I Am Tired of AI

AI and Jobs / Adoption Pressure

  • Some argue ignoring AI risks unemployment; others with established careers say they can safely avoid it and see “AI or jobless” as fearmongering.
  • Many expect white‑collar roles (coding, writing, support) to be heavily automated; others note that in operations/IT they haven’t yet seen jobs lost for not using AI.
  • A recurring view: people will use AI even badly, and everyone else will bear the consequences.

Quality and Detectability of AI Output

  • Many say AI text has a bland, median “TOEFL essay” tone, overly polite and generic, often obvious on sight.
  • Others point out studies showing humans are bad at reliably detecting AI text; “you only notice the bad ones.”
  • Some see current AI art/text/music as mediocre, but note that cheap, “good-enough” output can still transform markets.

Copyright, “Theft”, and Training Data

  • Large sub‑thread on whether mass scraping for training is “the biggest theft in history” or just copying information.
  • Disputes over law: some argue copyright only cares about outputs, not training; others think model weights themselves are derivative works if memorized text can be recovered.
  • Many resent that corporations get away with training on others’ work while aggressively enforcing their own IP.
  • Split between “abolish or weaken copyright for everyone” vs “tool it (GPL‑style) to force open models or shared benefits.”

Centralization, Capitalism, and Power

  • Widespread concern that AI will deepen corporate concentration (OpenAI, Google, Meta) and build moats via exclusive data deals.
  • Others counter that open‑weight models (e.g., Llama family) push in a more decentralized direction and may compress profits.

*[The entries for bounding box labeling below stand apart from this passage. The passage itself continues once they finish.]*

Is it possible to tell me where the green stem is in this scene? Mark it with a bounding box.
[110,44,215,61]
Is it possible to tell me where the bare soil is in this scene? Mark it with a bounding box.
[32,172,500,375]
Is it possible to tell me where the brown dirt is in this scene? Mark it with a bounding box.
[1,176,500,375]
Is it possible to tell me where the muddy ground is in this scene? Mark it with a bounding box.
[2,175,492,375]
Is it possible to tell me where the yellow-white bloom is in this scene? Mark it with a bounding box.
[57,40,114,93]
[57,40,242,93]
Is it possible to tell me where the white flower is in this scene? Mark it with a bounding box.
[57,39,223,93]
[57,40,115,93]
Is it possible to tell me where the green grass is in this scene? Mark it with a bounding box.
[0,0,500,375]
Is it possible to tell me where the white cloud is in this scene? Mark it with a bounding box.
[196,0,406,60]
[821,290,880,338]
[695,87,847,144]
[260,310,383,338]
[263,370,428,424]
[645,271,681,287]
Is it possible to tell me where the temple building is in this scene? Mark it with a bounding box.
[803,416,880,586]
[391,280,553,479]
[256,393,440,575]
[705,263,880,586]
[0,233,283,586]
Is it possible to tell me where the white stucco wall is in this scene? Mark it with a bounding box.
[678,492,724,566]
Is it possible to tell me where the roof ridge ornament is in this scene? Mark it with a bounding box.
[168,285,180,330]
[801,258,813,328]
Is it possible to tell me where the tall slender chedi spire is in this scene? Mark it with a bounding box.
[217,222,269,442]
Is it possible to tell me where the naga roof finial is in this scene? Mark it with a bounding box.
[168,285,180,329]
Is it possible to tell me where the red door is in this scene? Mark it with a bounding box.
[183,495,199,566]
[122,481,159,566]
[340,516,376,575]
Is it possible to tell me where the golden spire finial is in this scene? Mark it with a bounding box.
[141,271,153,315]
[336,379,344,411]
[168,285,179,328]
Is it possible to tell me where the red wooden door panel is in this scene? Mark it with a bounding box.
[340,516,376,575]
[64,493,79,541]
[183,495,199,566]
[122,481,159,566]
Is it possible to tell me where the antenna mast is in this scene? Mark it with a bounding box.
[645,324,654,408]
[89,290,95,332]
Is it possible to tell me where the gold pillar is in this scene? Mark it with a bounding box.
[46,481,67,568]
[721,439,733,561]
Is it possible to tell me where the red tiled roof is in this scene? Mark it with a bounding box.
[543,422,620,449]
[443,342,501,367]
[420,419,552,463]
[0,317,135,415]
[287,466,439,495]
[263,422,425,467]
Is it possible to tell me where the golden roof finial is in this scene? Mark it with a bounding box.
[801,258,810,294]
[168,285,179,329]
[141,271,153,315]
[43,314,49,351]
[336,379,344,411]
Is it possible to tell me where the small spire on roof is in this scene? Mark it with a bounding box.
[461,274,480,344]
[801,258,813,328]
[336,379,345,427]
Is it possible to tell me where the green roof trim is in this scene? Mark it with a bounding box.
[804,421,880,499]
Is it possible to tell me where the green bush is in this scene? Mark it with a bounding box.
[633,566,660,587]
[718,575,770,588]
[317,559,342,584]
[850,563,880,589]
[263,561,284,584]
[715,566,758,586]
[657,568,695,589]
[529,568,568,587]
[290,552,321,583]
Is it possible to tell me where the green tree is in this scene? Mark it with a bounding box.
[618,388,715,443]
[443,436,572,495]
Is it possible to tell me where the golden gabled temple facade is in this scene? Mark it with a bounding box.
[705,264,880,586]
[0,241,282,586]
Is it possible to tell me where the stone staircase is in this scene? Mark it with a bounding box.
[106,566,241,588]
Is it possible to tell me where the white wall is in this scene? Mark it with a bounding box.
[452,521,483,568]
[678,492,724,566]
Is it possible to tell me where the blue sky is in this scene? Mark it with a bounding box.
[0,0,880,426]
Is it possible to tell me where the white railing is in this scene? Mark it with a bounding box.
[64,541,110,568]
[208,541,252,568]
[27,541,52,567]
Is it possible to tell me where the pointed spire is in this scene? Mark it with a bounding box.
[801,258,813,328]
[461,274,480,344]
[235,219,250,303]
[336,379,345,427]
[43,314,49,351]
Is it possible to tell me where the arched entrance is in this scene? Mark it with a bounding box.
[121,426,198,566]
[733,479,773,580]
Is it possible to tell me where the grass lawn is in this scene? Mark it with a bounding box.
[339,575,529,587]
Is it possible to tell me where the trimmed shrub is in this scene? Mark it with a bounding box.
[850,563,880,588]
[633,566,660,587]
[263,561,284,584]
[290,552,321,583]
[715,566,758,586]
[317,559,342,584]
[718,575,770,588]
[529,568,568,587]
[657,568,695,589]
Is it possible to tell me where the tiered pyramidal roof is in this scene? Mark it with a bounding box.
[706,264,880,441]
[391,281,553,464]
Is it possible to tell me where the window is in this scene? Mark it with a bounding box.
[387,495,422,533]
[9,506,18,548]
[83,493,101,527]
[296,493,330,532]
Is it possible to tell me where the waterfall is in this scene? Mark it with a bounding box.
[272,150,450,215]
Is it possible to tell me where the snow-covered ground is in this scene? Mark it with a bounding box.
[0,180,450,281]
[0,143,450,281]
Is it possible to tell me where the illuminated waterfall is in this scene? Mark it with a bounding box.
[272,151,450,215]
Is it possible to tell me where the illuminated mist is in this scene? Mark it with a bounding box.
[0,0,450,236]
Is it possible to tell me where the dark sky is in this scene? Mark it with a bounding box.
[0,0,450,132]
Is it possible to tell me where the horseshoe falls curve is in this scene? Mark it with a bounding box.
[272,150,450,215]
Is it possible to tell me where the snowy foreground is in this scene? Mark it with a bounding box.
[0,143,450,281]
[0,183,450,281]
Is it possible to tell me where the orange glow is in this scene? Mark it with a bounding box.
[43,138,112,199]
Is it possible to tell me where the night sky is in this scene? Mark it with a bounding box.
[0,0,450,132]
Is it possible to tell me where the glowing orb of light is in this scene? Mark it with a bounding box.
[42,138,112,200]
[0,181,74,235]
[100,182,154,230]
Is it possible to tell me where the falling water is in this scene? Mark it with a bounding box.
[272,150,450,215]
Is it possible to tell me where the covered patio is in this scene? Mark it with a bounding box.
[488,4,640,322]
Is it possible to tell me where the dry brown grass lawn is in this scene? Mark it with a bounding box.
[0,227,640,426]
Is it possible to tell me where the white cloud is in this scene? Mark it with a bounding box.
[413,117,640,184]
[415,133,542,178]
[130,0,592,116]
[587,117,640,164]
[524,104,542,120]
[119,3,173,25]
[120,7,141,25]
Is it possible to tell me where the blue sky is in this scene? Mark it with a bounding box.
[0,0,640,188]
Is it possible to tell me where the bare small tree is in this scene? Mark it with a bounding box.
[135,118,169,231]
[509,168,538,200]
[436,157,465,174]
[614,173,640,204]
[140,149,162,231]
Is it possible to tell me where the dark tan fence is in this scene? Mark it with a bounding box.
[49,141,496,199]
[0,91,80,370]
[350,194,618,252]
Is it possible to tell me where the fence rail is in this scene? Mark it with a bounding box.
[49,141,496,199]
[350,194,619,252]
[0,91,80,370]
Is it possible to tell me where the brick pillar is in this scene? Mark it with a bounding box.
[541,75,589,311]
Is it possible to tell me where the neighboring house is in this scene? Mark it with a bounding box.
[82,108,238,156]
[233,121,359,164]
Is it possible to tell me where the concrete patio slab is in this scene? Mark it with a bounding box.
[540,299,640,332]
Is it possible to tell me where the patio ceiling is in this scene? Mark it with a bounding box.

Trust, Information Overload, and “Slop”

  • Many feel they can no longer trust new writing, since it may be partially or wholly AI‑generated; this erodes the sense of human connection and “proof of work.”
  • Worries that AI is a force multiplier for spam, SEO sludge, propaganda and synthetic reviews, making it much harder and costlier to find reliable information.
  • Some argue everything was already full of low‑quality content; AI just changes scale, not nature.

Usefulness vs Limitations of Current Tools

  • Enthusiasts report real productivity gains: coding assistants (Cursor, Claude, GPT‑4/o1) for boilerplate, refactors, tests; summarization; translation; quick scripts.
  • Common pattern: treat models as a “junior dev” or “bad intern” whose work must be reviewed line‑by‑line.
  • Others find tools like Copilot unreliable or net‑negative and feel gaslit by hype.
  • Strong consensus that AI is stochastic and must not be used as a trusted oracle or sole decision‑maker.

Ethics, Creativity, and Human Work

  • Creators fear devaluation of human writing, art, and tests; some pledge never to use AI and market “100% human” work as a differentiator.
  • Others see AI as a powerful editor, idea generator, or on‑ramp, with humans still responsible for taste, intent, and final judgment.
  • Thread repeatedly contrasts excitement about technical progress with fatigue over relentless hype, “AI‑washing” of products, and its murky social costs.